Find a vector $$\vec{w}$$ such that it is perpendicular to the following vectors:
$$
\vec{v_1} = [-1,2,-1,0]^{\,T}
$$
$$
\vec{v_2} = [-3,9,-3,2]^{\,T}
$$
$$
\vec{v_3} = [-1,-10,2,-8]^{\,T}
$$
Now I know that in order for two vectors to be perpendicular, the dot product must equal zero.

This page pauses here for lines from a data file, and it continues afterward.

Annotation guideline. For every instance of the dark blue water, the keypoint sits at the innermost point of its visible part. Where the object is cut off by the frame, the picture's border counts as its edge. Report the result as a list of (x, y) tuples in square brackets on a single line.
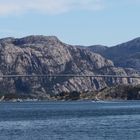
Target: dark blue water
[(70, 121)]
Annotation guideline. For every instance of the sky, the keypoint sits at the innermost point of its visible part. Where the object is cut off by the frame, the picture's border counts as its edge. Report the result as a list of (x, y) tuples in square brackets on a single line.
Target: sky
[(76, 22)]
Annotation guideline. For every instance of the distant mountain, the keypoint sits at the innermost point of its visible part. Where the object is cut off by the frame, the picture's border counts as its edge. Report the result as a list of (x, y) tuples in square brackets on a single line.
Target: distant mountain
[(126, 55), (48, 55), (97, 48)]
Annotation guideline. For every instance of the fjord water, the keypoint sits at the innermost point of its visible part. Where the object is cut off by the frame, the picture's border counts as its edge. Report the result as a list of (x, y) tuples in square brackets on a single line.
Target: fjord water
[(70, 120)]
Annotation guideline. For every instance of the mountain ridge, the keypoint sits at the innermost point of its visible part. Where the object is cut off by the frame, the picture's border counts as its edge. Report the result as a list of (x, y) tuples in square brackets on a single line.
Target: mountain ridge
[(48, 55)]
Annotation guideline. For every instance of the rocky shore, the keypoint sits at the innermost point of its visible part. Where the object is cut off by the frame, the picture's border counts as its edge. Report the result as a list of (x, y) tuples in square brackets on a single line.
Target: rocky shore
[(119, 92)]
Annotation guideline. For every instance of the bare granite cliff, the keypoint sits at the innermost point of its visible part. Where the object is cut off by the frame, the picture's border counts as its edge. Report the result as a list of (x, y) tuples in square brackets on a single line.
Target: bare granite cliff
[(48, 55)]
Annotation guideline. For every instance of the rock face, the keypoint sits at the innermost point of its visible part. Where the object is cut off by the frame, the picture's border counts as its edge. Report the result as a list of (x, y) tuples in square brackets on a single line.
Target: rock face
[(48, 55), (126, 55)]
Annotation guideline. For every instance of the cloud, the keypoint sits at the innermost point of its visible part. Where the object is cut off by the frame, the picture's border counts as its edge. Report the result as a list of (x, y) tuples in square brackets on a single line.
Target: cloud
[(10, 7)]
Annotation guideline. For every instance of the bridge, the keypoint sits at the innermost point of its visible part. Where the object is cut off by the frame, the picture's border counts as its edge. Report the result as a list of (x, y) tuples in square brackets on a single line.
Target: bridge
[(68, 75)]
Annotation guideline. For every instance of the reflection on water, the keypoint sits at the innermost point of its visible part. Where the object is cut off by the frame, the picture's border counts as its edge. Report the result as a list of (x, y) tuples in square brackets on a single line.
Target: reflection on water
[(70, 121)]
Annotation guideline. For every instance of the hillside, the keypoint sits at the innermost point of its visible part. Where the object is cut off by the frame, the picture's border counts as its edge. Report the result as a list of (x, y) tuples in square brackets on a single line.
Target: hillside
[(126, 55), (48, 55)]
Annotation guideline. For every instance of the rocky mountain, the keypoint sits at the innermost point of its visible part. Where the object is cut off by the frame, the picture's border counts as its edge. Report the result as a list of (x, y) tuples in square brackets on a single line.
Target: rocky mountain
[(48, 55), (126, 55)]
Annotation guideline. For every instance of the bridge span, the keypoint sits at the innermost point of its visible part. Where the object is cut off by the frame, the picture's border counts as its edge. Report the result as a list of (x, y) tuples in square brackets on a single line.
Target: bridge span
[(68, 75)]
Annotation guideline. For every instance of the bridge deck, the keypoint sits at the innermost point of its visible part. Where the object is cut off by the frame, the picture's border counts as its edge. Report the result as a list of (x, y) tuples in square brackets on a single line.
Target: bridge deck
[(70, 75)]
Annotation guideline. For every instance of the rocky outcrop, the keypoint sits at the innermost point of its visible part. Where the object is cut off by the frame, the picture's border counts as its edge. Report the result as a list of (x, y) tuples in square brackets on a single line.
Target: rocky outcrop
[(48, 55), (126, 55), (120, 92)]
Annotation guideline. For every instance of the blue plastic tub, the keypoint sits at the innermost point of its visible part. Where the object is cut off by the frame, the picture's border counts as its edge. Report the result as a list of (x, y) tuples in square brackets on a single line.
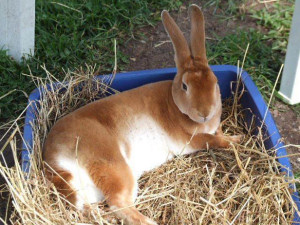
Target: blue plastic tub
[(226, 74)]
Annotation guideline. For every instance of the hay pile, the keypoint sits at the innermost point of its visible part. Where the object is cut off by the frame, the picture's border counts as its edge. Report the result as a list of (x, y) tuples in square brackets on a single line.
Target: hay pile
[(240, 185)]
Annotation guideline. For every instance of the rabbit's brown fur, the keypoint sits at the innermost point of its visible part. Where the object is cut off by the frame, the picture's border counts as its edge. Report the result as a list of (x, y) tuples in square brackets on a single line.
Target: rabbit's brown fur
[(106, 145)]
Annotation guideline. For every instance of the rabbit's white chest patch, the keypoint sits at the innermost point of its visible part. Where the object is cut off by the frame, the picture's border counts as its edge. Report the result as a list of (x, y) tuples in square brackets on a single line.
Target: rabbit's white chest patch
[(81, 183), (149, 146)]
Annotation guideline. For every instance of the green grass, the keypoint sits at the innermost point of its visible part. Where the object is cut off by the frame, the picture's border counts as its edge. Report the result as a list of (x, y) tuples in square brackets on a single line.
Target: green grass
[(70, 34), (267, 50)]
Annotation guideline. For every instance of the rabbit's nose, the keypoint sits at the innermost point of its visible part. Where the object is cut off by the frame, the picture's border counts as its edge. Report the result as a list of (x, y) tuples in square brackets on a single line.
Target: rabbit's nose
[(204, 117)]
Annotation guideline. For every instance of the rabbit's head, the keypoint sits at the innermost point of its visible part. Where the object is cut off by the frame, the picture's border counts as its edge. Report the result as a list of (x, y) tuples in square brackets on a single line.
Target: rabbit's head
[(195, 88)]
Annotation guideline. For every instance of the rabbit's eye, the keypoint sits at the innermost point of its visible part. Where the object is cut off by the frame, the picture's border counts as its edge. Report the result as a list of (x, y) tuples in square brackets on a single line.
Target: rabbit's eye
[(184, 87)]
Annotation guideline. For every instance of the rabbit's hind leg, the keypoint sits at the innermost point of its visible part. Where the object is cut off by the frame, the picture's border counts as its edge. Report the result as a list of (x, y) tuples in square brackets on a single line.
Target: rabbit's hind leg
[(118, 185)]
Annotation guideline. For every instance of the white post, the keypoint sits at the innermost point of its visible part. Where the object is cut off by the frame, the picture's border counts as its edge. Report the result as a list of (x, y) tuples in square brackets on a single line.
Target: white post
[(17, 20), (290, 82)]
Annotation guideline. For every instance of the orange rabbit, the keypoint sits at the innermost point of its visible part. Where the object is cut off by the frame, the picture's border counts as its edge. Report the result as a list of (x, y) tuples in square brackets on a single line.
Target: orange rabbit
[(100, 150)]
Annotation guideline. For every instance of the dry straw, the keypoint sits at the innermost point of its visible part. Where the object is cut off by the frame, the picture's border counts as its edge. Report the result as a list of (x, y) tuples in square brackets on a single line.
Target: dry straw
[(239, 185)]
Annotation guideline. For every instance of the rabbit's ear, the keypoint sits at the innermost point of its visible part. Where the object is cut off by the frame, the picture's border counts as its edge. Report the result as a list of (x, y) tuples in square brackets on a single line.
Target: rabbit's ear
[(182, 51), (197, 34)]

Can I take the three vectors, augment them into a 4X3 matrix and then some how get it into the form Ax = b?
Best Answer
Note that a vector $\vec v$ is orthogonal to your given vectors if and only if $A\vec v=\vec 0$ where $$ A= \left[\begin{array}{rrrr} -1 & 2 & -1 & 0 \\ -3 & 9 & -3 & 2 \\ -1 & -10 & 2 & -8 \end{array}\right] $$ Thus we wish to compute a basis for the null space of $A$. Row-reducing gives $$ \DeclareMathOperator{rref}{rref}\rref A= \left[\begin{array}{rrrr} 1 & 0 & 0 & \frac{4}{3} \\ 0 & 1 & 0 & \frac{2}{3} \\ 0 & 0 & 1 & 0 \end{array}\right] $$ Hence a $\vec v$ is orthogonal to your given vectors if and only if $$ \vec v = \begin{bmatrix}v_1\\ v_1\\ v_3\\ v_4\end{bmatrix}= \begin{bmatrix}-\frac{4}{3}\,v_4\\ -\frac{2}{3}\,v_4\\0\\ v_4\end{bmatrix}= \begin{bmatrix}-\frac{4}{3}\\ -\frac{2}{3}\\0\\ 1\end{bmatrix}v_4 $$ That is, the vectors orthogonal to your given vectors are exactly the scalar multiples of $\left\langle -\frac{4}{3}, -\frac{2}{3}, 0, 1\right\rangle$